BAB II GAMBARAN UMUM
2.1 Sejarah Desa Parbutaran
Menurut sejarah dahulu kala sekitar tahun 1800-an ada seorang yang bernama Mandis Purba yang berasal dari Pematang Raya ke daerah yang
sekarang disebut Parbutaran. Kedatangan Tuan Mandis ke daerah tersebut dikarenakan perkelahiannya dengan saudara tirinya sehingga Tuan Mandis
memutuskan untuk pergi ketempat lain untuk mencari rotan dan damar.

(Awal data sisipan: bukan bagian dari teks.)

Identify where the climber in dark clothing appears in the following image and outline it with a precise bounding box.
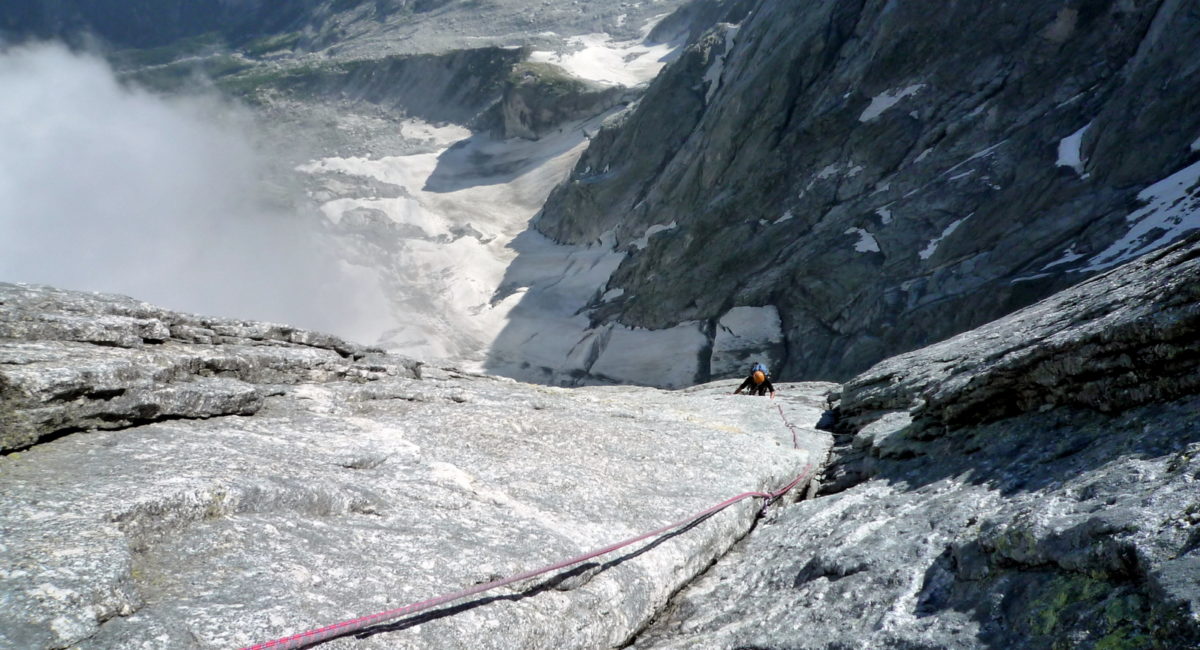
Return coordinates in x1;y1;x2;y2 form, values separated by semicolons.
733;363;775;399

Akhirnya sampailah beliau ke daerah yang sekarang bernama Parbutaran.
Ketika Tuan Mandis masuk ke daerah tersebut beliau membuat rumah yang beratapkan bambu atap butar.
Lambat laun Tuan Mandis Purba pun mengajak kawan-kawannya yang bermarga Saragih, Sinaga, Sitorus dan Manurung untuk datang ke
daerah tersebut dan orang-orang mulai memanggil daerah tersebut dengan Parbutaran asal mula atap bambu = butar. Awal mula dibentuknya
Parbutaran terdiri dari anak kampung Halagoi sekarang kampung Lalang, Batu Hopit, Turunan, Marihat Tanjung sekarang Tanjungan, Butar Lembu
sekarang Marihat Butar. Pada zaman dulu Parbutaran disebut kerajaan dengan Tuan Mandis
sebagai rajanya. Tuan Mandis sangat suka berkawan sehingga beliau sangat senang kalau di Parbutaran banyak orang sehingga pada masa penjajahan
Belanda Tuan Mandis sering mengajak orang Jawa yang bekerja dengan Belanda untuk tinggal di Parbutaran. Orang Jawa pun banyak yang
melarikan diri ke Parbutaran dan Belanda tidak akan berani mengambil
Universitas Sumatera Utara
kembali orang yang lari ke Parbutara Karena takut pada Tuan Mandis. Barang siapa yang sudah menetap di Parbutaran maka tidak akan ada yang
berani mengusiknya karena mitosnya Tuan Mandis ini mempunyai kekuatan gaib sehingga orang Belanda pun tidak berani.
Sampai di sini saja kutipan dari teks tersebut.